たとえば、辺野古の米軍基地新設ではサンゴなど自然環境の破壊が大きな議論を呼びましたが、こうしたケースで仮に「環境権」として憲法に規定があれば、人権侵害として工事をストップさせることもできますが、自民党案のような「国の責務」として規定しただけでは努力義務にとどまるので政府が「環境保全はこの程度で十分だ」と判断すれば、その政府の裁量が憲法で認められてしまうので、かえって環境破壊を止めることが出来なくなってしまうのです。

というよりも、おそらく自民党は、そうして環境を保全しなくても国の裁量として認める余地を憲法で根拠づけるために、わざわざ「国の責務」として憲法に規定したのでしょう。

「環境権」を規定するのであれば、しっかりと「環境権」という基本的人権として規定すべきであって、国側の裁量次第で恣意的に保全するかしないか判断できる余地を憲法で保障してしまう場合には、環境保全としては効果は少なく、その逆に環境破壊を深刻化させてしまう点で有害無益です。

環境保全を「人権」としてではなくあえて「国の責務」として規定した自民党憲法改正案の第25条の2は、国の裁量による環境破壊を憲法で保障することになってしまうわけですから、大きな問題があると言えるのです。

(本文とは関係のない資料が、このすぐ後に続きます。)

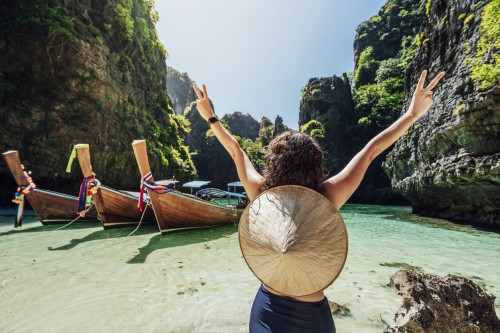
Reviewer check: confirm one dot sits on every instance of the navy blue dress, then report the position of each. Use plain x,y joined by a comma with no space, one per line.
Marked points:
271,313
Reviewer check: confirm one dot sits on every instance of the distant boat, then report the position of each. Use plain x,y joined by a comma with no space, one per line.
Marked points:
115,208
174,209
50,207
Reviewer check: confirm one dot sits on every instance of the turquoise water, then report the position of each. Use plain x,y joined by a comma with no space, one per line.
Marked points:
86,279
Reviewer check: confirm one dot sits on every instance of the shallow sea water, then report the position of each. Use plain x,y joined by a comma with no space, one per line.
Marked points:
86,279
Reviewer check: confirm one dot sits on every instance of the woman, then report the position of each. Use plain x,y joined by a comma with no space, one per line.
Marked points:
294,158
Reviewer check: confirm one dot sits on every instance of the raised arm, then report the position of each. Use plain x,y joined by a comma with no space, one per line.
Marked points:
246,171
340,187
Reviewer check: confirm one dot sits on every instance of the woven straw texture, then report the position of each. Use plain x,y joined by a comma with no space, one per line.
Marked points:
294,240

(2)「国民と協力して」と規定されたことで、国民に環境保全のための「協力が義務付けられる」危険性

次に指摘できるのが、条文に「国は、国民と協力して…その保全に努めなければならない」と規定されたことによって、国だけでなく「国民にも国と協力して」環境の保全に努めることが義務付けられてしまう点です。

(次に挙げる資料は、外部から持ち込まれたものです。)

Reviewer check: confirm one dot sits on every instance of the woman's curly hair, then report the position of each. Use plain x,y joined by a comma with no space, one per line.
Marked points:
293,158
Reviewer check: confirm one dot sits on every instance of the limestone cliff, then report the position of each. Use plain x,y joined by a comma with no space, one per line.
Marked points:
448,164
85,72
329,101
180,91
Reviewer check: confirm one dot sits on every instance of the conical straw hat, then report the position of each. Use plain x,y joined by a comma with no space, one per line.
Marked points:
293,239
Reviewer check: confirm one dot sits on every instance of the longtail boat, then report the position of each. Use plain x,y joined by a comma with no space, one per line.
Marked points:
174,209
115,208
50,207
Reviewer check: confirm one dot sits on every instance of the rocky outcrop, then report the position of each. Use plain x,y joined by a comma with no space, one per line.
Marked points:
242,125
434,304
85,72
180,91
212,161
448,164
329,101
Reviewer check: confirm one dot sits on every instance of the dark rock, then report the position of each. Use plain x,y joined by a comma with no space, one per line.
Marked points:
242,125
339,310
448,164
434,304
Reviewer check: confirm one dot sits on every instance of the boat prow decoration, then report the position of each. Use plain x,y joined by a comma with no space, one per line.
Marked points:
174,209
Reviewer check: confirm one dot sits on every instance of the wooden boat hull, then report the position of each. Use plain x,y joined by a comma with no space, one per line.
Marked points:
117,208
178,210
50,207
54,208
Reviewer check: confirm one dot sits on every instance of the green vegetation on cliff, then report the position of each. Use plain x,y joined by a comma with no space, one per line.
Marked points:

A)「国は国民と協力して…努めなければならない」との規定は「国民は国と協力して…努めなければならない」と同義

上で引用したように、自民党憲法改正案の第25条の2は「国は、国民と協力して、国民が良好な環境を享受することができるようにその保全に努めなければならない。」と規定されていますから、この条文自体の名宛人は「国」なので環境を保全する義務を課せられるのは「国」であって「国民」ではありません。

しかし、「国は、国民と協力して」と規定されていますので、国が環境を保全しようとするときは、「国民と協力」しなければなりません。

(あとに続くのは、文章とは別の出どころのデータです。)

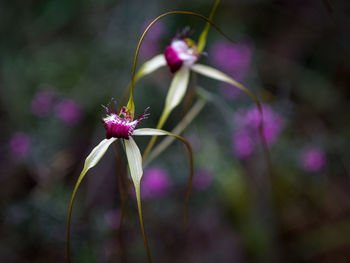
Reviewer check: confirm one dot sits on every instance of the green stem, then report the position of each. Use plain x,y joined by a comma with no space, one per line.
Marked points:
138,198
131,103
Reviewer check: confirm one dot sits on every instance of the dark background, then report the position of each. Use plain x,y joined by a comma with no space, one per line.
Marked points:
60,60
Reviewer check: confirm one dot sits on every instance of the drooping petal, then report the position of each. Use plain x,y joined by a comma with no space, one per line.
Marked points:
150,66
175,94
93,158
135,167
158,132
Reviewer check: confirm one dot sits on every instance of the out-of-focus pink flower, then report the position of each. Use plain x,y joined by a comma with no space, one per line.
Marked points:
313,159
42,103
202,180
150,46
68,111
235,59
246,135
112,218
20,144
180,53
122,125
155,183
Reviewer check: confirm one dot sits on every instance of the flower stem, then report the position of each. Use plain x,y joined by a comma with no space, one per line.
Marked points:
138,198
130,105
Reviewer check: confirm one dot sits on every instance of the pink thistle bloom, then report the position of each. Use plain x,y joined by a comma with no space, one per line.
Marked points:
181,52
246,136
68,111
313,159
121,127
20,144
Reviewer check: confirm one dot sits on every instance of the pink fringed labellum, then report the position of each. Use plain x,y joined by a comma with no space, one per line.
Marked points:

そうすると、国が環境を保全しようとする場合に「国民と協力しないこと」が憲法違反となってしまいますから、環境を保全しようとする国から協力を求められれば、国民も必然的に協力しなければならなくなってしまいます。

仮に国民が「国と協力しない」と言いだせば、国が憲法第25条の2に違反することになって違憲状態に陥ってしまうからです。

ですから、条文には「国は…努めなければならない」と規定されていますが、実質的には「国民は…努めなければならない」と同義なわけです。

B)原発の事故処理を国民に強制することも憲法第25条の2で合憲となる

この点、具体的にどのようなケースで国民に「国と協力して」環境を保全する義務が課せられる懸念が生じるかというと、たとえば原発事故のようなケースです。

東日本大震災では福島の原発で大きな被害が生じ、今なお放射能汚染が深刻ですが、こうした環境破壊が生じている状態において、自民党憲法改正案の第25条の2が国民投票を通過したとなれば、国には「国民と協力して」その放射能汚染の除去に取り組むべき責務が課せられることになります。

もちろんそれは先ほど説明したように努力義務に過ぎないわけですが、政府がその汚染除去が必要だと判断すれば、政府は「国民と協力して」その放射能汚染の除去に努めなければならないわけです。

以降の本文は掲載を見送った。